La baie d’épines, par Elzbieta (+ vidéo)

Tandis que les adultes spéculent sur les causes économiques, sociales ou politiques des guerres, tandis qu’ils en justifient ou en accusent les acteurs, qu’ils en analysent les évènements, en jugent ou dissimulent les crimes, sans pour autant jamais parvenir à en empêcher le retour, les enfants, eux, ruminent, le plus souvent secrètement, l’énigme véritable de cette malédiction.

Provisoirement libre de raisonnements idéologiques ou de nostalgies, l’enfant s’interroge sans détours trompeurs sur des vérités élémentaires : qu’est-ce que la guerre ? Quelle raison absurde, insupportable, plus forte que l’amour de leurs enfants, oblige les humains à accepter de tout perdre, y compris la vie ? Et puis, qu’est-ce que la cruauté ? Pourquoi tel groupe humain est-il choisi pour ennemi ? Pourquoi est-il décrété intrinsèquement mauvais ? Et s’il l’est, par quel miracle peut-il un jour, par sa défaite ou sa victoire, cesser de l’être ? 

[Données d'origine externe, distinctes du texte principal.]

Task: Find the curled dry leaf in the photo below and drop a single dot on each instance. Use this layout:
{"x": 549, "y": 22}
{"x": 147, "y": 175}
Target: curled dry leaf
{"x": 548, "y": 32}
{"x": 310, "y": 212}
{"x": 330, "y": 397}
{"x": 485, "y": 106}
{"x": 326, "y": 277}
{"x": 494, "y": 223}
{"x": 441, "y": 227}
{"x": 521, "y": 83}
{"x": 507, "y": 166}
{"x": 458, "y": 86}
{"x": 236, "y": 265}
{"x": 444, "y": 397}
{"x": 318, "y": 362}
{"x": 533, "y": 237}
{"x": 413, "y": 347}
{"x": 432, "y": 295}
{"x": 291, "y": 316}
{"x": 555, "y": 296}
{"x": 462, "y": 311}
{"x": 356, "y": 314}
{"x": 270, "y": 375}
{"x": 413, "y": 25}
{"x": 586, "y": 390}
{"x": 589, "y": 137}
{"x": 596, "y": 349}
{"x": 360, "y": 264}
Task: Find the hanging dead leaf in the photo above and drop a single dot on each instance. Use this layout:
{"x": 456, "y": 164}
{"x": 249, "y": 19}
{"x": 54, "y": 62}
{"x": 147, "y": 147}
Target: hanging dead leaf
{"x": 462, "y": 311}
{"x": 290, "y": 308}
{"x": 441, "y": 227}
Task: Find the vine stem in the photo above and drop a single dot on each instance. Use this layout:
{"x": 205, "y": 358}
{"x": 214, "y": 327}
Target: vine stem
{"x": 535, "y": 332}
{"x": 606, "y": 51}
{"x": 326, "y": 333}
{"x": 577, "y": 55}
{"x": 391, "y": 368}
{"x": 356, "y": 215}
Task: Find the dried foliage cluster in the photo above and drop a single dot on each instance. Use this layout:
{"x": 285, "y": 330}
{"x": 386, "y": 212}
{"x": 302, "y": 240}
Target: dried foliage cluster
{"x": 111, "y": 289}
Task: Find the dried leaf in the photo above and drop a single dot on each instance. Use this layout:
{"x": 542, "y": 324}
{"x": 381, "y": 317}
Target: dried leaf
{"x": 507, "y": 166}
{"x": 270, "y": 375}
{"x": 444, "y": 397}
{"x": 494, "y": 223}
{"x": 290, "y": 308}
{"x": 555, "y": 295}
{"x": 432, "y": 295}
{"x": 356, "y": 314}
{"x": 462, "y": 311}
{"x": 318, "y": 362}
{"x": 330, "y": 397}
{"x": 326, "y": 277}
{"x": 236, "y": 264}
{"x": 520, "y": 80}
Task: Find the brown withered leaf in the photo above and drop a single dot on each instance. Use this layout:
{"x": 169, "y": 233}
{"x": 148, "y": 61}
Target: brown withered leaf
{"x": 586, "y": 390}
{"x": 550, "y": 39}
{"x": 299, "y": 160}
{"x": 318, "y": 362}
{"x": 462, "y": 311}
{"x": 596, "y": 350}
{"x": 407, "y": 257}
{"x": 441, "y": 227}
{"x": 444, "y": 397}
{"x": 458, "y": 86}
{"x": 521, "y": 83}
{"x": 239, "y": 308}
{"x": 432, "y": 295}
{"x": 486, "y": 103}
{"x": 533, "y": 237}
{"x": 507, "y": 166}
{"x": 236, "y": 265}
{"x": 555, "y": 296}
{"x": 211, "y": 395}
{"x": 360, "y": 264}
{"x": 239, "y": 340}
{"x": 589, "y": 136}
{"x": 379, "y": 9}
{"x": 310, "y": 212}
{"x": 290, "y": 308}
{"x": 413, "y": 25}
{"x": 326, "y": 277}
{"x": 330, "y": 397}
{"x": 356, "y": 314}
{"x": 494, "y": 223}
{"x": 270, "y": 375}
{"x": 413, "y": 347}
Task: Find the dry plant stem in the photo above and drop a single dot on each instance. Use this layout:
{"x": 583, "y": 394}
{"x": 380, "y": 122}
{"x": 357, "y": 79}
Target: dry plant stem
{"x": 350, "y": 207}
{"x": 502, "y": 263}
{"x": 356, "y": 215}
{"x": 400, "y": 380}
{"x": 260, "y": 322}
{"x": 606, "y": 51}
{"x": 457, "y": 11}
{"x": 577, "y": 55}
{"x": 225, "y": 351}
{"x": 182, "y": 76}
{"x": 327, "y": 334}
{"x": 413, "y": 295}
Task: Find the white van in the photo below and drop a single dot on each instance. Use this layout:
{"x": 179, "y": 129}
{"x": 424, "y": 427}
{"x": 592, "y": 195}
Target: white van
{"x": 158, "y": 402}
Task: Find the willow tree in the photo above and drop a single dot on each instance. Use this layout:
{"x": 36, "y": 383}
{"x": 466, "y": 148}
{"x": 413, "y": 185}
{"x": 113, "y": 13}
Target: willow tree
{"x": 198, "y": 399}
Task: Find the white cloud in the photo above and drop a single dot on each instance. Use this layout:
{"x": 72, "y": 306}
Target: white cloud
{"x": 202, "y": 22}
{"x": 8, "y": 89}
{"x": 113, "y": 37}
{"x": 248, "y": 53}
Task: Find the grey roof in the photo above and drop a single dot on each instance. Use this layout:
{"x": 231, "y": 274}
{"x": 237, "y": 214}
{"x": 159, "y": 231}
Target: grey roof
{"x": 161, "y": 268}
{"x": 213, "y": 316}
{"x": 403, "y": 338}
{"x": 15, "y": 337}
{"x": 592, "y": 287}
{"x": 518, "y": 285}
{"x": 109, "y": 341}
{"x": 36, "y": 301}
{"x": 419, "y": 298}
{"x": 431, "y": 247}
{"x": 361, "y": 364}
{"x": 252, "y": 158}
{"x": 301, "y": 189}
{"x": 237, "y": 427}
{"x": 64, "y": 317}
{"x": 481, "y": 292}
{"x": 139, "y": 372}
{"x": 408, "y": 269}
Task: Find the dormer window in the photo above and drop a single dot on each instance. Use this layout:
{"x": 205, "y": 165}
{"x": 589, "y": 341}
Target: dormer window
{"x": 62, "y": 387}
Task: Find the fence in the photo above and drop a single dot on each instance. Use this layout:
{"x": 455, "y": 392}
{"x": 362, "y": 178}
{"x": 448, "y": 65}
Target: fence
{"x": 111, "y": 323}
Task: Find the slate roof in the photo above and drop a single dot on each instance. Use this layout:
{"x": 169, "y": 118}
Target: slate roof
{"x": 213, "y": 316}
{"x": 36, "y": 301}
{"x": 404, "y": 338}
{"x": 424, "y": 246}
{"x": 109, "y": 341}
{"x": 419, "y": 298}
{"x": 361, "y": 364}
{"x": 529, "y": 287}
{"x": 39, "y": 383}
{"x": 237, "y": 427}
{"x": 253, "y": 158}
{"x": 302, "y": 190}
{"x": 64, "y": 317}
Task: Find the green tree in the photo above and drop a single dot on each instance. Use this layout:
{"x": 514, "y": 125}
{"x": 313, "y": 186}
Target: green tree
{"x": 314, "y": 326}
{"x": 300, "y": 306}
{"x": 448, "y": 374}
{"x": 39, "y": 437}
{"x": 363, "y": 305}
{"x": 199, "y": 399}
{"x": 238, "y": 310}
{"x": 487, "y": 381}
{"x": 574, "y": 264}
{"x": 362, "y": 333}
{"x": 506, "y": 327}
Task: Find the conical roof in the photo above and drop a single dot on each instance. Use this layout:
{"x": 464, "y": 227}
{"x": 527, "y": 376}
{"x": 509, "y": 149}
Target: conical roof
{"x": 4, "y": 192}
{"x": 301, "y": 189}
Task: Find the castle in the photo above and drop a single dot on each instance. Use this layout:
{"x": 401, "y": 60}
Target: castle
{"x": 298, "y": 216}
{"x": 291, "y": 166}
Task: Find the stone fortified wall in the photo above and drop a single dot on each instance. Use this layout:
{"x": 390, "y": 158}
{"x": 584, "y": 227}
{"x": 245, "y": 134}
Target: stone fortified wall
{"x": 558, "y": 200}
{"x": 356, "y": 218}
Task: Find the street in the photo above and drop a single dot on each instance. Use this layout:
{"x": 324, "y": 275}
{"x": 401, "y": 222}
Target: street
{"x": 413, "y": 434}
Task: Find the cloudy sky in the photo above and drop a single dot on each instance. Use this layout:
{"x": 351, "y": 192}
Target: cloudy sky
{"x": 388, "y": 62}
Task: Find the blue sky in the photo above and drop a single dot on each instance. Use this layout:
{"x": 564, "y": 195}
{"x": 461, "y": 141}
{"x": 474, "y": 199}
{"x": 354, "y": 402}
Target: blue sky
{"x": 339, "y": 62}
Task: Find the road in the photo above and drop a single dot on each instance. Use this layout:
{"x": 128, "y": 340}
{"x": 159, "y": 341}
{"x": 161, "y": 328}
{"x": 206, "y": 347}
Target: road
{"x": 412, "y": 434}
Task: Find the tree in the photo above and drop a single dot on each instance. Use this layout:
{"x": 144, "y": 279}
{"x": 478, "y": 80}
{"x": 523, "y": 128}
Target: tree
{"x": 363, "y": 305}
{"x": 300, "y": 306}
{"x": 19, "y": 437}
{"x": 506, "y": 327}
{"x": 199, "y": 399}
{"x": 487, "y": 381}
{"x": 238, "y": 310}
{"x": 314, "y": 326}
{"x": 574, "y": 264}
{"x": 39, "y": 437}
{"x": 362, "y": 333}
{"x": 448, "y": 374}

Les enfants savent que les grandes personnes, pas plus qu’eux-mêmes, ne connaissent les réponses à ces questions, et ils pressentent l’arbitraire de la désignation des coupables ou des victimes même si, par loyauté, ils tentent d’ajuster leur pensée aux rationalisations ambigües des adultes en cherchant sur l’ennemi désigné les stigmates justifiant sa condamnation.
Basée sur mes propres expériences d’enfant dans la guerre, la séparation que raconte Flon-Flon et Musette ne doit pas être prise seulement pour l’expression d’une séparation purement physique et affective. La baie d’épines subitement dressée symbolise tout interdit arbitraire, tout système de tri infamant.